The theme of the adoration of the Child, partly based on the vision of St. Bridget, was proposed various times by Lippi in similar forms. Here however the artist creates a compact composition, the group being wholly gathered in the foreground and standing out from the barren, uniform landscape with the jutting rocks on which the announcement to the shepherds is taking place. The figures of the saints George, Mary, Joseph and Vincent Ferrer form a kind of inverted pyramid with the Child at the top, the centre of the composition. 
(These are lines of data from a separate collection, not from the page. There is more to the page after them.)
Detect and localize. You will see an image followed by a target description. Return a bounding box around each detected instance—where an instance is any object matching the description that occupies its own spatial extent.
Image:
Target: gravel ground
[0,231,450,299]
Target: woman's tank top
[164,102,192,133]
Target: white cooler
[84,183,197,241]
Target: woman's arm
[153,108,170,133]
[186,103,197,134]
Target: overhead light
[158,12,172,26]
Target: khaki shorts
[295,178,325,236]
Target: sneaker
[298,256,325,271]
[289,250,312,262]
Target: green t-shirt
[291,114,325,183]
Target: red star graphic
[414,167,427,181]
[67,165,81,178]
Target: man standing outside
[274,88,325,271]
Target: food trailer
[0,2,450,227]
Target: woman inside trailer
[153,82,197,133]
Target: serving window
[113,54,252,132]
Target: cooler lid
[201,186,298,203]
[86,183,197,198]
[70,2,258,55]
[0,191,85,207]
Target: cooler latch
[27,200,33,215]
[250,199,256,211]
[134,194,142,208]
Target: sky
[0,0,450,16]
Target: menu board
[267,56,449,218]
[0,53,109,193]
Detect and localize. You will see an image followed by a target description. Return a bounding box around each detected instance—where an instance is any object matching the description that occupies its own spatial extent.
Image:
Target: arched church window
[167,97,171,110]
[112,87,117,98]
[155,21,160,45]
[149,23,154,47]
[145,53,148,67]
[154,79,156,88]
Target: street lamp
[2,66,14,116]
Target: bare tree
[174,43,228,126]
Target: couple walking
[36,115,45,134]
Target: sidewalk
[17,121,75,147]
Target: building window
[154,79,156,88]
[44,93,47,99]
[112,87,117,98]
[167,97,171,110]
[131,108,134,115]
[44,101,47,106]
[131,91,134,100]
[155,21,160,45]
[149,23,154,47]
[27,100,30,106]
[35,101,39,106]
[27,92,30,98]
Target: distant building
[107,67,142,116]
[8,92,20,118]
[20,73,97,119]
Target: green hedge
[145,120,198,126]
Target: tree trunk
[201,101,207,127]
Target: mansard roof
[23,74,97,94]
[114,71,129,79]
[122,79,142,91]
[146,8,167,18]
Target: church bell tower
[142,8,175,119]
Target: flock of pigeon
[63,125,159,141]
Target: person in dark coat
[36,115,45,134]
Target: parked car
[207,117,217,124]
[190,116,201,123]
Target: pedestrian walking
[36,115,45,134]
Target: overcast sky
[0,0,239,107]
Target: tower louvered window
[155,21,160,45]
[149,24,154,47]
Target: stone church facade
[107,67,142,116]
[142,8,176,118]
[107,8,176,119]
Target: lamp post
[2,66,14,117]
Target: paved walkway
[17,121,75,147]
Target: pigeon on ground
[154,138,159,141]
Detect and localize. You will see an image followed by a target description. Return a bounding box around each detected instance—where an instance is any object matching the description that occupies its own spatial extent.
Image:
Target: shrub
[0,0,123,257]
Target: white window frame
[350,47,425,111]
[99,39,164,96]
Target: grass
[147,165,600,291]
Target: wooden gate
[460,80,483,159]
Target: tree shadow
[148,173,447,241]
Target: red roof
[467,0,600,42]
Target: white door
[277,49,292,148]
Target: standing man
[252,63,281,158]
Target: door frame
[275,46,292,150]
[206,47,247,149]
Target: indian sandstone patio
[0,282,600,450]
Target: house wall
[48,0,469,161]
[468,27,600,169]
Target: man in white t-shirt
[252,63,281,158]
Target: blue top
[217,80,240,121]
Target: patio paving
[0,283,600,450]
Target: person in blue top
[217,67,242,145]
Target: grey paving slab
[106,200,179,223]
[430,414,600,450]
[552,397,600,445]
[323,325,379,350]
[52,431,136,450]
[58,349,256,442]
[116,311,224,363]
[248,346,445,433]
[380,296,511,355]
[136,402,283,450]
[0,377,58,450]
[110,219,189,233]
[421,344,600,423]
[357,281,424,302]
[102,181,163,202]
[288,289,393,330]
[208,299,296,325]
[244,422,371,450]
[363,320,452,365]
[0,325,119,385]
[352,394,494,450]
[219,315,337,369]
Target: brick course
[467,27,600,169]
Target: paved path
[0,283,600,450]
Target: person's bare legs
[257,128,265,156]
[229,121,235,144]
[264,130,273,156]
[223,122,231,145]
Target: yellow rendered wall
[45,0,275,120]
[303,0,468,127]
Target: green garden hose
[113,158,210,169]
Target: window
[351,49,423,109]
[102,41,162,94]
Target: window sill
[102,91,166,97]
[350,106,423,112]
The intervention of the workshop in the angels and St. George (rather stiffly rendered) does not detract from the effectiveness of the composition, which shows the master’s high skill in the animated St. Vincent Ferrer (canonised in 1455), the spellbound St. Joseph, and the delicate profile of the Virgin Mary, probably inspired by the beloved nun Lucrezia Buti, as the similarities of this figure with the St. Margaret in the Madonna of the Belt altarpiece (on display in this same room) would suggest. 

Giorgio Vasari, the most famous 16th century biographer, saw the painting with the Nativity in the church of San Domenico, for which it had probably been commissioned. Right there the panel was damaged by a fire in the church in 1647; it was then stolen by the Napoleonic troops in 1810 and given back 7 years later. Finally, it passed to the Municipality in 1867.